Wash on Monday
Iron on Tuesday
Sweep on Wednesday
Mend on Thursday
Clean on Friday
Bake on Saturday
Rest on Sunday
I came across this list the other day and it made me wonder if we’re really better off now than we were 100 years ago when that was written. When I was a child, the weeks still had a rhythm like the one above, though with minor changes. Because she had a washing machine, and we apparently had a lot more clothes than the composer of that list, Mama washed twice a week. She did a white wash on Monday and a dark wash on Wednesday.
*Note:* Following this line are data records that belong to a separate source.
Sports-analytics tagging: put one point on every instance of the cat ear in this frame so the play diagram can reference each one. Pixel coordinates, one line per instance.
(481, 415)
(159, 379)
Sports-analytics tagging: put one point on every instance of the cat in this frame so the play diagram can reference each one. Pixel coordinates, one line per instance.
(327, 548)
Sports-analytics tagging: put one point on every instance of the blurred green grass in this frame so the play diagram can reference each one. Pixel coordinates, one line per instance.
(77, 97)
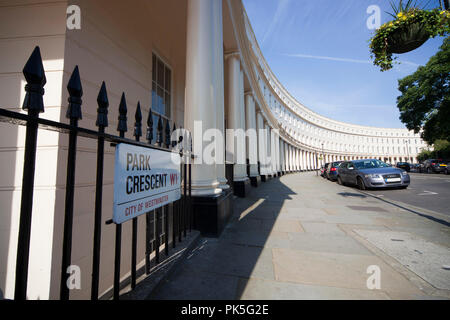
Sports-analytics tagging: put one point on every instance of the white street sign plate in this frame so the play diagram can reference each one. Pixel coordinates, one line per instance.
(144, 180)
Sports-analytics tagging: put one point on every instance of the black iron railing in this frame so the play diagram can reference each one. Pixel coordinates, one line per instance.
(180, 211)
She ironed two days a week, too, putting the flat linens through the mangle on one day, and smoothing the blouses, shirts, trousers, and dresses with a flat iron the next. On those days, the kitchen smelled of pressed sunshine and starch.
Sweeping was an everyday occurrence. There were four of us kids plus a dog and a cat and we all left evidence behind us. A thorough house cleaning took two days, not one, omitting the mending day, which was fine with Mama. She hated sewing and the thought of spending a whole day with needle and thread would have sent her screaming into the wilderness. Twice a year - in the fall, and again just before the snow melted - the house would be turned upside down and inside out. We kids would be pressed into service, moving furniture, hauling rugs outside to be beaten with brooms, polishing the silver that otherwise stayed wrapped in a cloth waiting for company to come to dinner.
Saturday was just one more baking day in the week. There were always cookies or brownies or cupcakes waiting for us when we got home from school but Saturdays were reserved for bread-making. The dough would rise in the big yellow bowl on the open door of the gas oven and Saturday supper would be accompanied by thick slices of warm bread slathered with butter. Sunday mornings were a bustle to get the roast and the pie in the oven and all of us to church, but Sunday afternoons stretched themselves out like long naps.
Nowadays, my verse looks like this: Work on Monday. Work on Tuesday. Work on Wednesday. Work on Thursday. Work on Friday. Chores on Saturday. Bake on Sunday. The pile of laundry is taller than I am, the breadbox is empty, the floor needs a good scrubbing, the grocery list is as long as my arm, and I can’t even find my iron.
Save me from progress! I am nostalgic for the old days when a verse could give order to the week and end with the wonderful word “rest.”